After dry-docking in Southampton, Consul returned to Weymouth on 14th May 1964 to start her new season of sailings with a completely new colour scheme from the rather eccentric shades of 1963. Gone was the primrose paint on the funnel, replaced by bright yellow with a black top and white band. Gone was the bottle green hull which reverted to black. Gone was the pale green inside the bulwarks much favoured by her 1963 master Capt Harry Defrates, who thought it more restful on the eye looking down from the bridge. This was replaced by more traditional white.
In her first season in private ownership in 1963 Consul had been subject to a brutal survey regime from the Board of Trade, costing more money than her owners had to hand and leading to delays setting back the start of her season until well past the middle of July. For 1964 the BOT had fewer additional requirements but the survey still came with a sting in the tail. Consul’s Passenger Certificate limits were curtailed restricting her basically to Weymouth Bay and her passenger capacity was slashed from over 400 to just 230.
Consul’s first sailing was on Whit Saturday 16th May leaving Weymouth at 2.15pm for a forty five minute trip round Portland Harbour followed by a one and a half hour cruise round the Bay and into Portland Harbour.

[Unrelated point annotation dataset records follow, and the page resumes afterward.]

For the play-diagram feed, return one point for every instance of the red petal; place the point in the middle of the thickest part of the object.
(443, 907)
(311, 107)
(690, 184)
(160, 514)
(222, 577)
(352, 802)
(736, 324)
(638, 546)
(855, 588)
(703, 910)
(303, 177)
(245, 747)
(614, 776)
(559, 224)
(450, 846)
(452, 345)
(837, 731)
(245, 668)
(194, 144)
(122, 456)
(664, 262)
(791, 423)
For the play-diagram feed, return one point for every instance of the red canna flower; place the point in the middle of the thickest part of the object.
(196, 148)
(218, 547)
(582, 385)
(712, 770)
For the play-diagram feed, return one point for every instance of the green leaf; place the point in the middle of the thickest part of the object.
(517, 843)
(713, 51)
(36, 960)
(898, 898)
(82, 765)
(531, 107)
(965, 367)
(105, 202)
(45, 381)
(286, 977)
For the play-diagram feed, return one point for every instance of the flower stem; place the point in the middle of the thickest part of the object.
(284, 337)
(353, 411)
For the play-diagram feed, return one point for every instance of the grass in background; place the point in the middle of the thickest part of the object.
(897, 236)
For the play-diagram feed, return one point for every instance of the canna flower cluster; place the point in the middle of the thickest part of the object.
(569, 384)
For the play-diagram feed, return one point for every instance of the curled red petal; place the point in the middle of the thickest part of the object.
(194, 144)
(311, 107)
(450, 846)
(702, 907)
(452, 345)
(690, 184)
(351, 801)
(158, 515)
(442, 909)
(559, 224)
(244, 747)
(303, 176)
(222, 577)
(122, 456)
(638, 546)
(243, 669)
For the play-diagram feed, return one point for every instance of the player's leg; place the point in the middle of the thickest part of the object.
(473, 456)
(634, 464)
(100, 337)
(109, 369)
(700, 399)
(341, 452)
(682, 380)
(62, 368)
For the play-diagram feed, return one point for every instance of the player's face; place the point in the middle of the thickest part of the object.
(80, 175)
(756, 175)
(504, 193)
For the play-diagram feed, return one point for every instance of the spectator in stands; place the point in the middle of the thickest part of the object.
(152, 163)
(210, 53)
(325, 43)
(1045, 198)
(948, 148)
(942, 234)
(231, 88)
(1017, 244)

Capt Cyril Holleyoak was in command, Arthur Drage was mate with Mr Julien Chief Engineer, bringing together the same team of key crew members who had been on Consul for Cosens at Weymouth in 1961.
My thirteen year old self was also aboard for that second cruise and my journal of the time records that we left Weymouth on time at 3.15pm with a return at 4.45pm. It was a lovely sunny afternoon and I clearly recall my pleasure at being aboard Consul once again in steam and the prospect of a summer season with two paddle steamers based at my home port.
Consul had been withdrawn from Weymouth after the 1962 season with the gap filled in 1963 by the Princess Elizabeth under the management of Cdr Edmund Rhodes. As you may imagine he was not best pleased to see Consul return to take him on in competition for 1964.
Mr McGinnity thought that he had an advantage in that Consul could go into Luworth Cove and land her passengers onto the beach over her bow which Princess Elizabeth could not do. But he didn’t have a booking office at the shore end of the pier which the Lizzie did which meant that Cdr Rhodes could pick off passengers and get tickets into their hands before they ever saw Consul. Those who did make their way down the pier without tickets then had to run the gauntlet of the super magnetic charms of Bob Wills, who operated the 50 seater launch Topaz from a pitch near the end of the pier, and who was ever eager to fill his own boat up first. It was a crazy situation with two paddle steamer operators plus Bob splitting what was in any case a diminished market. Tempers were quick to flare on both sides. Accusations were flung about willy-nilly. And all vestiges of goodwill were noticeable by their complete absence.
The two ships struggled on throughout the summer with Consul first to be withdrawn before the end of August. This was her last season carrying passengers. Princess Elizabeth carried on into September and managed just one more season at Weymouth in 1965 before being withdrawn herself. By then cash flow was really tight. So tight that during her 1965 refit Cdr Rhodes could only afford to paint one side of the ship. So for 1965 the starboard side, which habitually berthed alongside the Weymouth Pleasure Pier, looked great whilst the port side didn’t.
As it happened 1964 was also the last season that both Capt Holleyoak and Capt Defrates sailed as paddle steamer masters. Capt Holleyoak left Consul in August after a BOT surveyor counted 246 passengers going ashore at Weymouth where Consul’s newly restricted PC permitted only 230. That year Capt Defrates turned 70 and he found that at that age Trinity House revoked his all pilotage certificates. Instead of standing on a paddle steamer bridge, he therefore spent the summer of 1965 in Beirut with his son, who was based there for his work as High Commissioner for Refugees for the United Nations and his son’s wife, Mohana Cabral, who was an Indian film star. There never seemed to be any shortage of money with the son whereas Capt Defrates and his wife Ethel lived modestly in a rented flat over the RAF Association in Weymouth’s Bond Street not far from the harbour.